/rapidMTM

Rapidly mixing multiple-try Metropolis algorithms for model selection problems

Primary LanguageRGNU General Public License v3.0GPL-3.0

Rapidly Mixing Multiple-try Metropolis Algorithms for Model Selection Problems

This repository contains implementations of the paper

Rapidly Mixing Multiple-try Metropolis Algorithms for Model Selection Problems
Hyunwoong Chang*, Changwoo J. Lee*, Zhao Tang Luo, Huiyan Sang, and Quan Zhou,
accepted at NeurIPS 2022, oral-designated.

We study multiple-try Metropolis (MTM) algorithm (Liu, Liang, and Wong, 2000), which is an extension of the Metropolis-Hastings (MH) algorithm by selecting the proposed state among multiple trials according to some weight function $w(y|x)$. Below cartoon depicts how MTM algorithms choose the proposed state $y=y_2$ among $N=3$ trials $y_1,y_2,y_3$ from the current state $x_t$.

mtm illustration

We prove that MTM algorithm with locally balanced weight functions can achieve a mixing time bound smaller than that of Metropolis-Hastings (MH) algorithm by a factor of the number of trials $N$, under a general setting applicable to high-dimensional model selection problems such as Bayesian variable selection, stochastic block models, and spatial clustering models.
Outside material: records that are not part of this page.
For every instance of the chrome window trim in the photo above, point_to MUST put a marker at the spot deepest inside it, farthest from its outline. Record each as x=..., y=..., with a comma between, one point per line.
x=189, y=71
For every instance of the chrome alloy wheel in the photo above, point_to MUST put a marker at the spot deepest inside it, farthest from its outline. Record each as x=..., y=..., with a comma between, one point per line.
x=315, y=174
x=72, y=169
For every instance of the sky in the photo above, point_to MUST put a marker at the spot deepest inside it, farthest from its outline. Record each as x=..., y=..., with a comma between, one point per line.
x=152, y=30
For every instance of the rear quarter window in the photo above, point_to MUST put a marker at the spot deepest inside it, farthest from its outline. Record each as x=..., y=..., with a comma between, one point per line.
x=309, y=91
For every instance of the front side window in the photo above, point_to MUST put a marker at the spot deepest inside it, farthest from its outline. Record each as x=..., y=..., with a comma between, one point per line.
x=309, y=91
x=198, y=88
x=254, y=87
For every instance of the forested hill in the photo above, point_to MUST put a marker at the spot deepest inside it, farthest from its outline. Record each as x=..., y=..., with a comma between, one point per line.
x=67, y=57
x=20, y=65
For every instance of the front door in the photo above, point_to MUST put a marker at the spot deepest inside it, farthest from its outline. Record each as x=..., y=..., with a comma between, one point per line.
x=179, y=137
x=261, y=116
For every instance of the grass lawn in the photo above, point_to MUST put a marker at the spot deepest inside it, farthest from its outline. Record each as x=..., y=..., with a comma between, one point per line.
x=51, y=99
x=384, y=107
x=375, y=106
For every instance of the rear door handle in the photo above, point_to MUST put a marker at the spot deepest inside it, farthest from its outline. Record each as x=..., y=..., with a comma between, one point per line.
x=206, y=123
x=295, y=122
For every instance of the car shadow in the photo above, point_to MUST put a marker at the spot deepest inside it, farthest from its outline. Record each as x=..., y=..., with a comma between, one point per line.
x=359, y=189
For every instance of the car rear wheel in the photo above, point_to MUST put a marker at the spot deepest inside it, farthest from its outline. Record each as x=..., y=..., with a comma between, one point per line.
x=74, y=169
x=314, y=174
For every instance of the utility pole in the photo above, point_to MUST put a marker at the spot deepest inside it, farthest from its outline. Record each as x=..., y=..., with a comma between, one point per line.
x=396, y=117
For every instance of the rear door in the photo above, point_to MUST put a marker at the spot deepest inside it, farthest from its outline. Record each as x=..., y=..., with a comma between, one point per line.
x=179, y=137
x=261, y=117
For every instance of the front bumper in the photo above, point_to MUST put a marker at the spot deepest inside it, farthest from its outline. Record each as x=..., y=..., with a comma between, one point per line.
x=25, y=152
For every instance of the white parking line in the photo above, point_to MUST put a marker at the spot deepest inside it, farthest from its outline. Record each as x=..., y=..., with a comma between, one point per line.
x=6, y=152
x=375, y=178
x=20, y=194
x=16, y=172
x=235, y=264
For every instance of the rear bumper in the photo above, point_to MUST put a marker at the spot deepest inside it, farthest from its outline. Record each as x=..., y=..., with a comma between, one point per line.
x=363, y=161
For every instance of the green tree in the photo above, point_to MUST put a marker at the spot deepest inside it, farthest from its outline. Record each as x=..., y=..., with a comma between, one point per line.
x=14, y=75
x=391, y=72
Please see the folder R for the R software codes used in the simulation studies.

Example: Bayesian variable selection (BVS)

In this demo, we show an illustrative example with Bayesian variable selection (BVS) problems described in Section 4.1. of the paper. Consider a high-dimensional linear model with response $y\in\mathbb{R}^p$ and design matrix $X\in\mathbb{R}^{n\times p}$, where the number of predictors is much larger than the sample size $n$.

$$ y = X\beta + \epsilon, \quad \epsilon\sim N(0, \phi^{-1}I_n) $$

Under the sparse statistical model (Hastie, Tibshirani, and Wainwright, 2015) where $\beta\in\mathbb{R}^p$ has only few nonzero components, BVS seeks to find the best subset of predictors denoted as $p$ -dimensional binary vector $\gamma$ where $\gamma_j=1$ indicates j-th predictor is included in the model. The main interest is the posterior distribution $\pi(\gamma|y)$, and we sample from $\pi(\gamma|y)$ using Markov chain Monte Carlo (MCMC) methods, such as multiple-try Metropolis (MTM) algorithm.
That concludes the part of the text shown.